EAT THIS: We don't want to name names, but we know people who exist solely on the dollar menu at McDonald's. Not that we're judging, because the Egg McMuffin may well be the best food item in the universe, but for those who want to eat more healthful and balanced, how about switching where you shop? Healthful eating is not just for those who want to lose weight, but also for those who want to avoid a host of nasty illnesses later in life. Most big grocery stores now have an organic section (including Bashas', Safeway and Fry's), and there are several chains that specialize in foods that are hormone- and pesticide-free, were not genetically altered, covered in wax, or made with so many chemicals that they barely resemble actual food. Check out Whole Foods, Wild Oats, Trader Joe's, AJ's Fine Foods, and Tempe's Gentle Strength Cooperative.
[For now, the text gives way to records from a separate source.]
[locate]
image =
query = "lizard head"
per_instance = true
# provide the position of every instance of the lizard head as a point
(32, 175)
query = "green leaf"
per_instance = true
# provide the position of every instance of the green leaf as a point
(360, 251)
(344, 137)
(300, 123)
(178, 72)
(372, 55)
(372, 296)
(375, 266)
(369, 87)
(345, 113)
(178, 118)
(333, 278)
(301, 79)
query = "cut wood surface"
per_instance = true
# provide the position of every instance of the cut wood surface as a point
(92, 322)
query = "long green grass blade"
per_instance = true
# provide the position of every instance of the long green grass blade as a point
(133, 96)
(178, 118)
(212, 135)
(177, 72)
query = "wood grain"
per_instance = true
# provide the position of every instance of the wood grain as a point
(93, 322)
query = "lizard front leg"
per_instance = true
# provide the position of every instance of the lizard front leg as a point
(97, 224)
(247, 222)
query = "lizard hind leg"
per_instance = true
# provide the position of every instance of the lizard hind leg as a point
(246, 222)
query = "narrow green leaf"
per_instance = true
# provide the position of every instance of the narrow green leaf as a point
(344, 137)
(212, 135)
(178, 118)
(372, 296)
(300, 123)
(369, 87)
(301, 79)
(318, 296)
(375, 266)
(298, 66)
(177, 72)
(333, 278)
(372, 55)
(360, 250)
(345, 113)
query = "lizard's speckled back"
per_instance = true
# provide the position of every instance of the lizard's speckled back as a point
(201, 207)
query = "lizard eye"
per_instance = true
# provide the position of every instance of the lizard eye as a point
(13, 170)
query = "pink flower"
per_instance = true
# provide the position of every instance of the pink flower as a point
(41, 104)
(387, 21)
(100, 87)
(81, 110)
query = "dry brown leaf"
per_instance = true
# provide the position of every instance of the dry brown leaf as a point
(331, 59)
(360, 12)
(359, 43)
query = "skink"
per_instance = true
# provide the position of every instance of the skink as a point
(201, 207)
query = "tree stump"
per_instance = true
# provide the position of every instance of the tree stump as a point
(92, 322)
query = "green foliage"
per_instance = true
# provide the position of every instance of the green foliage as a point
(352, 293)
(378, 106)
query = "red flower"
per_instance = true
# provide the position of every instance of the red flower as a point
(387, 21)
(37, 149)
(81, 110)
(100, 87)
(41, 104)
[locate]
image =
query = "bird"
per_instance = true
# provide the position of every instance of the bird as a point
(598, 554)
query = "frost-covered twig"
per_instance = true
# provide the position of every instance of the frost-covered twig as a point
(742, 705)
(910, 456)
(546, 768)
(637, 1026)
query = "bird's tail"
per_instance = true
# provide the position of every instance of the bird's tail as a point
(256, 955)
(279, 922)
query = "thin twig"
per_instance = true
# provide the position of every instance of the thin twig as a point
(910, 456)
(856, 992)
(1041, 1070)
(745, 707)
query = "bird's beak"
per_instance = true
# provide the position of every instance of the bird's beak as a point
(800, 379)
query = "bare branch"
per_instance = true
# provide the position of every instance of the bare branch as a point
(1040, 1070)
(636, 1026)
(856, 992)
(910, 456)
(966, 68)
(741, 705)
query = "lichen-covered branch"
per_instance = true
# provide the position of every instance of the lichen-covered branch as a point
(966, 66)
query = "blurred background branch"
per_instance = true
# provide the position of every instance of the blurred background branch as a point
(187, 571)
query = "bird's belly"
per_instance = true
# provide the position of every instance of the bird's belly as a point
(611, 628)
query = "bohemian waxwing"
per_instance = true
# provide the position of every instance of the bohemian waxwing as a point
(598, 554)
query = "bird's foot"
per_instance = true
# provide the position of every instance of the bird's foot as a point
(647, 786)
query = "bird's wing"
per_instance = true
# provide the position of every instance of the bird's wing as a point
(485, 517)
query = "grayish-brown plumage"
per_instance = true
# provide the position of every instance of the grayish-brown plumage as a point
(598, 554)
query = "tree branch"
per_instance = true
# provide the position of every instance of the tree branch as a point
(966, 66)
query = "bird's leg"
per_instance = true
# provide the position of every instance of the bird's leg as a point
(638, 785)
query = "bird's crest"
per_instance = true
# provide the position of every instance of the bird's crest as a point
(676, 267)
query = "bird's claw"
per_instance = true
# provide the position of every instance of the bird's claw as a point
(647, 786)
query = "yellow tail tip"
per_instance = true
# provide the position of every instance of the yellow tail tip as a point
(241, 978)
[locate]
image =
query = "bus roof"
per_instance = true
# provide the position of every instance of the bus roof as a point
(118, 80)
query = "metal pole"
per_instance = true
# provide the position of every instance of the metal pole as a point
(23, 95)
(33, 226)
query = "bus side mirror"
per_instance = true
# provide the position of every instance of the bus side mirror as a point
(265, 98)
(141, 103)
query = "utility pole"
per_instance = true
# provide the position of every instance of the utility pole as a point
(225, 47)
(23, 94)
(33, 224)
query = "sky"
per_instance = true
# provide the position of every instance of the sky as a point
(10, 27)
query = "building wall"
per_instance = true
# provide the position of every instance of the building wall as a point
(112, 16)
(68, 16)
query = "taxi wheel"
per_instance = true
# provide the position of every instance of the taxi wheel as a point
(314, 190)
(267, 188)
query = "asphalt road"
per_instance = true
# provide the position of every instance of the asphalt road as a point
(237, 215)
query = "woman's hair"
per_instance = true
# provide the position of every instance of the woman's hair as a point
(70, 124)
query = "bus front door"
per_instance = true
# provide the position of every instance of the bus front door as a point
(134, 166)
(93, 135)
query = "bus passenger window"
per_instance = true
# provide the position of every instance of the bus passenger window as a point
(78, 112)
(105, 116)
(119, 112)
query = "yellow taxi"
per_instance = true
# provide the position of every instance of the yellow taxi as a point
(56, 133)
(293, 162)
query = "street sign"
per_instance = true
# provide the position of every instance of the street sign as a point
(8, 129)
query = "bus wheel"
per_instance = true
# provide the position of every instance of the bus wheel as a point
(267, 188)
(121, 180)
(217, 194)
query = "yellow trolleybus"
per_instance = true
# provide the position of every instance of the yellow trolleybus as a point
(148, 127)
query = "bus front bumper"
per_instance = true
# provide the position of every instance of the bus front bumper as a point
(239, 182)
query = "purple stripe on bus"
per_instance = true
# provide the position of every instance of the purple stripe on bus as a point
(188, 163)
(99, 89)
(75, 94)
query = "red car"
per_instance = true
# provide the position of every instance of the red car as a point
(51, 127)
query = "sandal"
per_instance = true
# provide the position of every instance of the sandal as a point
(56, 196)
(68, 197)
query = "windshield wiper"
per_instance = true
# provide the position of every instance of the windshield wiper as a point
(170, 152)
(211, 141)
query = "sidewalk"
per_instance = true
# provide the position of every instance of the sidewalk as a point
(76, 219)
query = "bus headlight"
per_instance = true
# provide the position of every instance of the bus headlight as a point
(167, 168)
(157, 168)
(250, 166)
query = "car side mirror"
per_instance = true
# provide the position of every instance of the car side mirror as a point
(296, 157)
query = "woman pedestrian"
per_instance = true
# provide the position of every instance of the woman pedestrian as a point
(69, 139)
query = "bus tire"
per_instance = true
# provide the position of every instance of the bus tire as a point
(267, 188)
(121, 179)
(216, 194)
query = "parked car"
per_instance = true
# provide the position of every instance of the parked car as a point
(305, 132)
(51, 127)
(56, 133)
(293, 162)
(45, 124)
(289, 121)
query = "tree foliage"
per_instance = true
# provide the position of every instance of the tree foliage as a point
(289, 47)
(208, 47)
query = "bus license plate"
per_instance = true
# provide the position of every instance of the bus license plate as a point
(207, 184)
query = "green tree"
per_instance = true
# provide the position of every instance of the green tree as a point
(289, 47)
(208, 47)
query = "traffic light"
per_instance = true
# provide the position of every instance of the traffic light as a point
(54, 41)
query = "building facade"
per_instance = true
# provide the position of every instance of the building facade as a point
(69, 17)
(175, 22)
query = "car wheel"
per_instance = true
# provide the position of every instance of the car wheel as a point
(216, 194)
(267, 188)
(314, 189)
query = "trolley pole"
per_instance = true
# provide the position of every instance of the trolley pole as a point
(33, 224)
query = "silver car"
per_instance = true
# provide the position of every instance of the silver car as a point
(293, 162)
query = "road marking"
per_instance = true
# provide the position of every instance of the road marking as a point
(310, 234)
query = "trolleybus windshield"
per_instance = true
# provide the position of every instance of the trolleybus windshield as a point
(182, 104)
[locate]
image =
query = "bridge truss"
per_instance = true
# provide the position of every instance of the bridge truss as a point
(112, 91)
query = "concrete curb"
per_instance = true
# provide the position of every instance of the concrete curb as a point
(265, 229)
BEATING THE BULGE: If drastic dieting is on your resolution list, you may be looking for a jump start, whether you are on a fad diet, a long-term weight-loss program, or just trying to balance what you eat. Hi-Health stores have been a staple in the Valley for more than 30 years for nutritional supplements, diet aids, and everything from diet-friendly snacks (like Metabolife shakes and Atkins-brand candy bars) to weight-loss enhancers, vitamins and other supplements. Also try GNC Nutrition Centers. But if your diet plan includes low-carb dictates, you're among friends. Estimates are that 15 million to 30 million people in the nation are on low-carb and low-sugar diets including The Zone, Atkins, and Sugar Busters. Enter the Low Carb Mall -- the grocery store for the carbohydrate-challenged. Once a lonely store in Tempe, the Low Carb Mall has evolved into a local chain now based in Mesa, with stores in Tempe, Mesa, Glendale and Phoenix (www.lowcarbmall.com for locations). In addition to low-carb alternatives to the obvious problems of bread, tortillas and candy, the "Mall" (which is a bit of a misnomer as they are only single stores) also carries low-carb versions of hot cereal, pasta, even frosted flakes. Instead of giving up must-haves, try shopping for these low-carb alternatives before eliminating them altogether. It makes the diet easier to stick to, because eating nothing but meat, pork rinds and cheese can get old.

Trying to diet, but your schedule is forcing fast food on you? Numbers show you're not alone. In 1955, this nation spent 19 percent of its food budget outside of the home. Now, the percentage is around 41 according to Michael F. Jacobson, Ph.D., the author of Restaurant Confidential. But many fast-food joints now offer options much less damaging to the waistline so that eating on the run doesn't have to mean packing on the pounds. Subway has many low-fat sandwiches (but watch the cheese). Taco Bell now has a "fresco" option for many of its foods, which substitutes salsa for cheese and fatty ingredients. There is a nominal cost, but the food loses nothing in taste. Burger King offers three low-fat chicken sandwiches that come in a combo with a side salad and a bottle of water instead of fries and a Coke, and both McDonald's and Wendy's offer salads with low-fat or fat-free dressing alternatives. In-N-Out even offers a low-carb burger (basically just a cheeseburger wrapped in lettuce, but we applaud them for trying). Many restaurants like downtown's Kincaid's and the popular Chipotle chain (California-style burrito cantinas) have created special menus featuring such items as tortilla-free burritos and breadless burgers. Dr. Jacobson recommends checking your options when eating out. "If the menu is vague, ask the server to explain it."